What it is
The sunk cost fallacy occurs when prior investment - money already spent, time already committed, effort already expended - is treated as a reason to continue investing rather than as a cost that is gone regardless of the decision made now. Sunk costs are economically irrelevant to forward-looking decisions, but psychologically they create obligation. Teams continue down a path because of what they have put in, rather than because of what they expect to get out.
Where it shows up
In custom build decisions, the sunk cost fallacy is frequently decisive. A team that has spent 18 months and significant budget building a bespoke platform will resist moving to a SaaS alternative even when the forward analysis clearly favours it - because the prior investment would be "wasted". The 18 months are already spent whether the build continues or not.
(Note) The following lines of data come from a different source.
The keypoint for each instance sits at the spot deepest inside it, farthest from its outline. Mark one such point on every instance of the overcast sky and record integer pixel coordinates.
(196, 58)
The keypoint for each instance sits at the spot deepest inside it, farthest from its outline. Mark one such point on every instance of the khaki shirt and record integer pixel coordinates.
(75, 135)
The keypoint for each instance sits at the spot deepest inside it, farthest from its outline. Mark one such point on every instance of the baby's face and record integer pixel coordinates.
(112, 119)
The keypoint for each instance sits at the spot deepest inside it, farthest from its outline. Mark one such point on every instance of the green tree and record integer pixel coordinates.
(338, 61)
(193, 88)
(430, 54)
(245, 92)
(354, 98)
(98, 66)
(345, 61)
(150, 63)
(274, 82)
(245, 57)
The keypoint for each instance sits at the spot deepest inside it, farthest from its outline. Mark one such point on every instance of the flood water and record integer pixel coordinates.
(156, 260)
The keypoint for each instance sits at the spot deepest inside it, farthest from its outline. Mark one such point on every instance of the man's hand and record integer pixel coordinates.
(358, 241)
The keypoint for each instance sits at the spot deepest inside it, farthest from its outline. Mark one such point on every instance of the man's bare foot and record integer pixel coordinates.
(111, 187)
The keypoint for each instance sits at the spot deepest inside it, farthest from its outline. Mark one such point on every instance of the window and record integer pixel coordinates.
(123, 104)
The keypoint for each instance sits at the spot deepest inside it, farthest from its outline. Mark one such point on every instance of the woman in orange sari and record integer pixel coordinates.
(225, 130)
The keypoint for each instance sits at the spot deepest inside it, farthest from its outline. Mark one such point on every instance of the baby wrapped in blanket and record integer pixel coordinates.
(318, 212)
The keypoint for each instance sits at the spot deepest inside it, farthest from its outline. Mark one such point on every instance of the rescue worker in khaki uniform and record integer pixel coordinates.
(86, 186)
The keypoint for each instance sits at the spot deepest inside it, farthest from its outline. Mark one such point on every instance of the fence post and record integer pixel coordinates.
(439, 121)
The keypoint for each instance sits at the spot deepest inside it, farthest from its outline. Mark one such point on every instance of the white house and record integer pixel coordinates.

The only question is whether continuing generates better forward returns than switching, and sunk cost thinking blocks that analysis from being conducted cleanly.
What Rubicon Probity does
When Rubicon Probity detects language in a decision record at the Decide or Execute stage that references prior investment as justification for continuation - phrases like "given what we have already spent" or "we can't walk away now" - it raises a CAUTION flag and requires a clean forward-only analysis before the record is approved. The sunk cost must be excluded from the continuation business case.
Detection questions
- If you were making this decision from scratch today with no prior investment, and the same forward costs and benefits applied, would you still choose to continue?
- Has the business case for continuation been built on forward-looking cashflows only, excluding the prior investment?
- What are the explicit exit criteria that would cause you to stop - and have those criteria been documented before this decision is made?